But she couldn’t remember how this was to be done; so, picking up the bag in her usual way, went on again. Obviously her way was a very wrong way, for by the time she had reached the end of the lane her fingers were cramped and painful, and her arms ached; and there was the highway, stretching endlessly before her under the hot noonday sun—two miles of it or more. There was no reasonable chance of a taxi, and she knew no one in the neighborhood who might come driving by. There was nothing in sight but a man walking along the road toward her, and that didn’t interest her.

She went on as far as she could, and then stopped under a tree, to rub her stiffening arms.

“I wonder,” she thought, “if I could hide this darned old bag somewhere, and send Joe for it later!”

But her nicest clothes were in it, and the risk was too great. With a resentful sigh she lifted it and stepped out again. The man coming along the road was quite close to her now.

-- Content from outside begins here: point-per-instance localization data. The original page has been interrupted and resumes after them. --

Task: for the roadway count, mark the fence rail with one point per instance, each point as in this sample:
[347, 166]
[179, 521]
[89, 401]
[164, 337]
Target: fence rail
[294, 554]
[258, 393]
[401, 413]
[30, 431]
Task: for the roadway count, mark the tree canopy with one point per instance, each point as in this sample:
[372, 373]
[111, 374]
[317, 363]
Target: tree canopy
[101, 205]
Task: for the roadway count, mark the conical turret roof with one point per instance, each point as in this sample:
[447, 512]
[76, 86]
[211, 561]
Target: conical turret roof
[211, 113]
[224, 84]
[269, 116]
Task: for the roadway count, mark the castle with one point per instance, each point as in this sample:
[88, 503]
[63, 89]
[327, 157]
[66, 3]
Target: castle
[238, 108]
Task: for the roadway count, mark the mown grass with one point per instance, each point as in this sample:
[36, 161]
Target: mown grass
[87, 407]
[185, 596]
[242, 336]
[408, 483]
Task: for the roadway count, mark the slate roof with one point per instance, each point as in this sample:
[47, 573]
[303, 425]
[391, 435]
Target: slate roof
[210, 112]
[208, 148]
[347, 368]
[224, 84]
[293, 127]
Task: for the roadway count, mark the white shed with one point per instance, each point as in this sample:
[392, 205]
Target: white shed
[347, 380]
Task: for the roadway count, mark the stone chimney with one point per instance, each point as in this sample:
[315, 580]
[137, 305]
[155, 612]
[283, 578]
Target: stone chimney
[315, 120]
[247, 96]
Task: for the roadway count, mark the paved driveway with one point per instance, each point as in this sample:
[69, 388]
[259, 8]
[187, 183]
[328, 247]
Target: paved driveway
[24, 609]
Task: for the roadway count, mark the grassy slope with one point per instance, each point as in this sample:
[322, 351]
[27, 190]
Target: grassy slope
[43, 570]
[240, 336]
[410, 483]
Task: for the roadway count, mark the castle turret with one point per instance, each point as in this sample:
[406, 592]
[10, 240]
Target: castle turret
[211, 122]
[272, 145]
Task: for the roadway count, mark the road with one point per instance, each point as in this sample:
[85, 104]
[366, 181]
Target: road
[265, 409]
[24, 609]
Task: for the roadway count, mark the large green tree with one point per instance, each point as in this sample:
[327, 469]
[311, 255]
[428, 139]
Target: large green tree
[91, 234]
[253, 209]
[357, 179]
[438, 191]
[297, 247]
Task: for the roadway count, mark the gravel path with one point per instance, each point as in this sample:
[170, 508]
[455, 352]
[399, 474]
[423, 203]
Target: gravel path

She stopped short, and so did he.[Pg 355]

“Lexy!” he shouted, and came toward her on a run, with a wide grin on his sunburned face.

She dropped the bag with a thump, and stood waiting for him. He held out both hands, and she took them.

“Oh, golly!” she cried. “I’m so glad you’ve come, Mr. Houseman!”

“So am I!” he said. “Ever since I got that last letter from you—”

“Last! I only wrote one.”

“Well, I got two,” he told her. “The second one came yesterday, about this doctor, and the roses, you know.”